Godot Version
Godot Engine v4.3.stable.mono.official
Question
I’m trying to make a 3D dynamic sky using multiple panoramic HDR textures for eg. day, evening, night, and morning. However I’m confused as to how I can implement such a sky.
Ideally I’d have an in-game variable representing the time in some autoloaded script, and rotate the global DirectionalLight3D
as time passes, and the rotation of the light would determine which sky settings and texture to use. For example an evening sky (near the end of the in-game day) would produce warm orange light, and would use a specific evening sky texture or maybe even a sunset sky, while a night sky would contain many stars and galaxies and have a bluish-purple color.
I’ve tried writing a sky shader to at least make a sky which contains 2 textures (day and night), on opposite sides of each other, and with blended colors so the sky isn’t cleanly cut in half, but I have never written any shaders so I couldn’t figure it out.
I’ve also tried searching online for my issue but I haven’t found anyone trying to do what I do. From what I’ve seen, most people just use the PhysicalSkyMaterial and rotate the DirectionalLight3D, producing different sky colors, but never different sky textures.
You can blend your cube maps by hand depending on the time of day.
By “blend manually”, do you mean I need to edit the images in an external program to make them blend seamlessly, or use shaders to smoothly blend between them?
I currently have a few HDRI/equirectangular skybox textures and I was wondering if there was a standard way of doing this, as I see plenty of games have completely different skies (not just a color shift) depending on time of day. Is it all just advanced shaders?
There are different approaches you could take. As you already pointed out, you could just use the default physical sky shader for example, as it does the morning/day/night transition mostly on its own already. It already has an option to add a night sky texture and the shader could be further modified to fit your needs.
You also could create an entirely custom sky shader and blend between your skybox textures as you please. This would work with visual shaders (if you prefer the visual graph editor) and regular shader code.

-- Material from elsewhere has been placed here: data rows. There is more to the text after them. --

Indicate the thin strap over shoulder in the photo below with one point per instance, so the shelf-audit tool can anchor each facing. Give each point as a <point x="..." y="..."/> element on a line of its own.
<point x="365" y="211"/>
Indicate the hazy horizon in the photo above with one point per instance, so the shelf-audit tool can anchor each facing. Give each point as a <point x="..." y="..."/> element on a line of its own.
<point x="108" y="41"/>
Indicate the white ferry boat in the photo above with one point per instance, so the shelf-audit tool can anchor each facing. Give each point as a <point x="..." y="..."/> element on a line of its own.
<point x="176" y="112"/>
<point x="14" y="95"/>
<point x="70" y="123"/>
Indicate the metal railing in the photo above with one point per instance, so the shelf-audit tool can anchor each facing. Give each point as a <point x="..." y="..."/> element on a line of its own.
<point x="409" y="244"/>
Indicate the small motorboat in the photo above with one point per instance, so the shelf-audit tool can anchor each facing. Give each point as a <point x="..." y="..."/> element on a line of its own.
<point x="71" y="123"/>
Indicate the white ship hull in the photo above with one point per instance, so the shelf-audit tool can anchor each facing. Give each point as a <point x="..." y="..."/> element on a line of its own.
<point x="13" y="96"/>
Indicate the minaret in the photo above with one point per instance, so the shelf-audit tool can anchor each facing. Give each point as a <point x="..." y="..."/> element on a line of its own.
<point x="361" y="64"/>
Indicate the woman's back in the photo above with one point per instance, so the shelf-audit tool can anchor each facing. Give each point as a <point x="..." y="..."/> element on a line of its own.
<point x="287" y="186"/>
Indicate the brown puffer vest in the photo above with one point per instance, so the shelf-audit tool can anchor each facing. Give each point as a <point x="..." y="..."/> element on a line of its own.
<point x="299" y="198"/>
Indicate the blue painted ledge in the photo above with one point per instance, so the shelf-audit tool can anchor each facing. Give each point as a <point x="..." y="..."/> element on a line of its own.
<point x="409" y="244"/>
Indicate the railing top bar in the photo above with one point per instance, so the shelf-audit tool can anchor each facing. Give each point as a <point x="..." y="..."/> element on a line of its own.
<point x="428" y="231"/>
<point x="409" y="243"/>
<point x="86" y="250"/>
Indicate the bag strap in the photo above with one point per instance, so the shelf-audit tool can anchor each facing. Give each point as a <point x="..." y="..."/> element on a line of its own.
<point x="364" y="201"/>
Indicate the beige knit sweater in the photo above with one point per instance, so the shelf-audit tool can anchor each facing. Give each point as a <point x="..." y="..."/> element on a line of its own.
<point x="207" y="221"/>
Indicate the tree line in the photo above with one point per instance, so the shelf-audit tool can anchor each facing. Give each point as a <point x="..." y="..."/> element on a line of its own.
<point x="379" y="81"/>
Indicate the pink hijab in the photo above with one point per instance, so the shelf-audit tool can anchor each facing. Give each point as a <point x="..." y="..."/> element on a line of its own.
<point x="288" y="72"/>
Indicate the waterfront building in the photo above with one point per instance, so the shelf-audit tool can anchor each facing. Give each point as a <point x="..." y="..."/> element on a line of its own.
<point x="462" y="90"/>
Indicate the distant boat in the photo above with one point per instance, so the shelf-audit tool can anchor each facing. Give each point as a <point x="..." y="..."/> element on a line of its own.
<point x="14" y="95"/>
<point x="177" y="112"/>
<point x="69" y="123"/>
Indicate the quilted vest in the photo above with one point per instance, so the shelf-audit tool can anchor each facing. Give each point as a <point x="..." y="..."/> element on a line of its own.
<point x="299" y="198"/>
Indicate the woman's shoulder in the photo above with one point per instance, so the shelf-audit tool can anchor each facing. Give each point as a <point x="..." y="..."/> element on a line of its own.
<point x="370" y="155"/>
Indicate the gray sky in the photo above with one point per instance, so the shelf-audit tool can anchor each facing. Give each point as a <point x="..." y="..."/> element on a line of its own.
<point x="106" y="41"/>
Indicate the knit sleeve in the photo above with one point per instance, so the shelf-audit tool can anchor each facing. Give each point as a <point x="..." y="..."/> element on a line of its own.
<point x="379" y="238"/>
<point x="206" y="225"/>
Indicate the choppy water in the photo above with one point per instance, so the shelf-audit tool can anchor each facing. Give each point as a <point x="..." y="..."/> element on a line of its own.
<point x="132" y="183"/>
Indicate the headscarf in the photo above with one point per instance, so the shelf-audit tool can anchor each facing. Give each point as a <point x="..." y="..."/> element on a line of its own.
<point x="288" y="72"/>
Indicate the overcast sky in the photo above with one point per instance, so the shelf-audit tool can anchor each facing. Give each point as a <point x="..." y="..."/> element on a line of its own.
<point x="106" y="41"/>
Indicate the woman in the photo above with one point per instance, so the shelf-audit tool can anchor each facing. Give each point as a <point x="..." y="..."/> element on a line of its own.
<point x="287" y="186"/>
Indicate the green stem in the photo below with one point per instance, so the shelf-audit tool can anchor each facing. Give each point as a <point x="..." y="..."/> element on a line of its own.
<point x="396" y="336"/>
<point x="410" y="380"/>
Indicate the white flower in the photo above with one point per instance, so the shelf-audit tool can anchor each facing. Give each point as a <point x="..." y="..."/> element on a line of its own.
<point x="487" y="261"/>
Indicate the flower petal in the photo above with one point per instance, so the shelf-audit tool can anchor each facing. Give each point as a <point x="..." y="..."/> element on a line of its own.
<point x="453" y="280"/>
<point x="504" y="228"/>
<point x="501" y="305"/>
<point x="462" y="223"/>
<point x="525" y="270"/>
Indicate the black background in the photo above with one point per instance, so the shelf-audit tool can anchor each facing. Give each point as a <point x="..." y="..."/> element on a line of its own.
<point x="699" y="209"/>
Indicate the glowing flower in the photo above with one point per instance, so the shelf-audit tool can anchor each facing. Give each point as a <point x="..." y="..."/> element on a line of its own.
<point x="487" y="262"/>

Take a look at the default PanoramaSkyMaterial shader for reference:
// NOTE: Shader automatically converted from Godot Engine 4.4.dev.mono's PanoramaSkyMaterial.
shader_type sky;
uniform sampler2D source_panorama : filter_linear, source_color, hint_default_black;
uniform float exposure : hint_range(0, 128) = 1.0;
void sky() {
COLOR = texture(source_panorama, SKY_COORDS).rgb * exposure;
}
It’s as simple as sampling a texture using the SKY_COORDS UV coordinates and multiplying it with the exposure parameter. To sample and blend 2 different sky textures, you could do something like this:
shader_type sky;
uniform sampler2D tex_day : filter_linear, source_color, hint_default_black;
uniform sampler2D tex_night : filter_linear, source_color, hint_default_black;
uniform float exposure : hint_range(0, 128) = 1.0;
uniform float blend_value : hint_range(0, 1) = 0.0;
void sky() {
COLOR = mix(texture(tex_day, SKY_COORDS).rgb * exposure, texture(tex_night, SKY_COORDS).rgb * exposure, blend_value);
}
You’d have to control the blend_value from that example by script then though, depending on your current time of day. But you probably already have a script controlling the rotation of the sun/your directional light, so you can simply adjust that to also control your sky shader.